IndexedItemSearchProvider design notes
Requirements
- Should be file based, not requiring any additional backends
- Should be performant enough to search datasets with as many as 500000 features
- Must be able to search numeric, text or enum properties
In the remaining section we describe the structure of the index.
indexRoot.json
indexRoot
captures the overall structure of the index. It has the following fields:
idProperty
- Required
- Name of the feature property that is used as ID for indexing. This is also sometimes used by the catalog item to uniquely identify & highlight the selected feature.
resultsDataUrl: string
- Required
- URL of the CSV results data file mapping a feature by its ID to result data associated with the feature.
indexes: Record<string, Index>
- Required
- An object whose keys are the property names and values are the corresponding Index definition.
Results data file
A CSV file mapping an indexed feature to result data using its ID.
eg:
"building_id","latitude","longitude","height","street_address"

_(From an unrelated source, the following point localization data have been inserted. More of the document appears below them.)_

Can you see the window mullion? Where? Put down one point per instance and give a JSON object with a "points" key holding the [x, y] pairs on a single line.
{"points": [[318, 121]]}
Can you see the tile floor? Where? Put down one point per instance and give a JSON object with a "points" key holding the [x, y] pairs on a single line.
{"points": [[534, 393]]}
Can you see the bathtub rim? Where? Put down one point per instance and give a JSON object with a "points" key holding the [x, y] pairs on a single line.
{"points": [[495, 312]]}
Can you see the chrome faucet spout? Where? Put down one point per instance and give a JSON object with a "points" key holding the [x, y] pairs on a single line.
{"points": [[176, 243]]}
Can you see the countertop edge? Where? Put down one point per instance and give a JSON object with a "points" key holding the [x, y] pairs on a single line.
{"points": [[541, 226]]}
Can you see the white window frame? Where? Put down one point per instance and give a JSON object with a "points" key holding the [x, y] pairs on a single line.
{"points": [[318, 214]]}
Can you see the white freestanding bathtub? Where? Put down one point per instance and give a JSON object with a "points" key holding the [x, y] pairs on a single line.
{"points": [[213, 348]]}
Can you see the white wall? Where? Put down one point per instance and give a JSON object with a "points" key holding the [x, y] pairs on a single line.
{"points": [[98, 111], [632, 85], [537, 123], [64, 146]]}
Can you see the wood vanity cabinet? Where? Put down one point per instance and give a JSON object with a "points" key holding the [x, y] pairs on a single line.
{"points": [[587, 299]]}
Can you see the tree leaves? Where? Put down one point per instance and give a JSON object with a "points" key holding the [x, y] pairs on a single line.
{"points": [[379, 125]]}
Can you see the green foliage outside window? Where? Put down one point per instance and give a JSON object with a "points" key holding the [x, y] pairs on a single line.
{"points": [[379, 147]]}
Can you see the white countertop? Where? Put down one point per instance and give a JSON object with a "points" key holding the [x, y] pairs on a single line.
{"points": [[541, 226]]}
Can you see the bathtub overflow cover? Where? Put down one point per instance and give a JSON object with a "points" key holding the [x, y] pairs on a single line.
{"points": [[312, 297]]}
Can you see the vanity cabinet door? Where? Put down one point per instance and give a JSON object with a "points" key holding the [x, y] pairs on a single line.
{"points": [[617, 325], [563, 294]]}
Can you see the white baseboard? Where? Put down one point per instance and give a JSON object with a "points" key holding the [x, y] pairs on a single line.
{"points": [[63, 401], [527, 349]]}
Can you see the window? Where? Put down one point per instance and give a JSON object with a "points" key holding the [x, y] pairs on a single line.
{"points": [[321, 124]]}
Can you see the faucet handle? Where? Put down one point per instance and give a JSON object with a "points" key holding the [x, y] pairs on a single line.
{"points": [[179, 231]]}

"abc1","45.0","100.0","120","abc def"
It should contain a header for each column. It should also have a column for the idProperty
specified in the indexRoot.json
file. Terria also recongnizes a few special columns which it uses to construct a target to zoom to when the user selects the result.
latitude
- Required
- The latitude of the feature
longitude
- Required
- The longitude of the feature
height
- Optional
- The height of the feature
radius
- Optional
- The radius of the bounding sphere containing the feature
A zoom target is constructed using the latitude
, longitude
and height
or the radius
whichever is known. height
is the height of the feature and radius
is a radius of the bounding sphere to zoom to.
Index types
Terria implements the following index types:
Numeric Index
Numeric index is used for searching numeric properties. It can be used for searching features with numeric values within a range, for eg: Buildings with height between 100m and 180m. Numeric index is represented as an array of [id, value] pairs sorted by value. This makes it easy to perform a binary search on the index.
Definition
type: "numeric"
- Required
range: {min: number, max: number}
- Required
- The range of values in the index.
url: string
- Required
- URL of the numeric index file
eg:
{
type: "numeric",
range: {min: 7.58, max: 92901.63},
url: "1.csv"
}
Numeric index file
A numeric index file is a CSV file sorted by its value. The file must have two named columns dataRowId
and value
. The dataRowId
is the index of the corresponding feature in the results data file.
"dataRowId","value"
"332600","7.58"
...
"63462","92901.63"
Enum Index
Enum index is useful for searching fixed list of strings, eg: Roof material property can have a fixed set of values like Tile, Metal, Fiberglass, Concrete, Plastic etc. An enum index contains a sub-index for each of its value. The sub-index is simply a list of feature IDs that have that value.
Definition
type: "enum"
- Required
values: Record<string, EnumValue>
- Required
- An object whose keys are the enum string and value defines the enum value index.
eg:
"ROOF_MATERIAL": {
"type": "enum",
"values": {
"Unclassified": { "count": 273889, "url": "3-0.csv" },
"Tile": { "count": 130063, "url": "3-1.csv" },
"Metal": { "count": 113671, "url": "3-2.csv" },
"Fiberglass/Plastic": { "count": 5653, "url": "3-3.csv" },
"Flat Concrete": { "count": 2476, "url": "3-4.csv" },
"": { "count": 20454, "url": "3-5.csv" }
}
}
Enum value index
Defines the index for a single enum member.
Definition
count: number
- Required
- Number of features that have this enum value.
url: string
- Required
- URL of the enum value index file.
Enum value index file
The enum value index file is a CSV file with a single column named dataRowId
which is the index of the corresponding feature in the results data file.
eg:
"dataRowId"
"1"
"2"
...
"546205"
Text Index
Text index is used for searching arbitrary text properties, for eg: street address. We use Minisearch for generating and searching text index.
Definition
type: "text"
- Required
url: string
- Required
- URL of the text index file.
eg:
{ "type": "text", "url": "2.json" }
Text index file
Text index file is a JSON file with the following structure:
index: MiniSearch
- Required
- The searialized Minisearch index instance
options: MiniSearchOptions
- Required
- The options used to create the MiniSearch instance.
Why CSV and not JSON?
In our testing we found that parsing CSV in javascript is significantly faster than parsing JSON (a difference of 2-3secs). So we decided to use CSV for representing numeric & enum indexes. Text index is persisted as a JSON searialization of the Minisearch instance.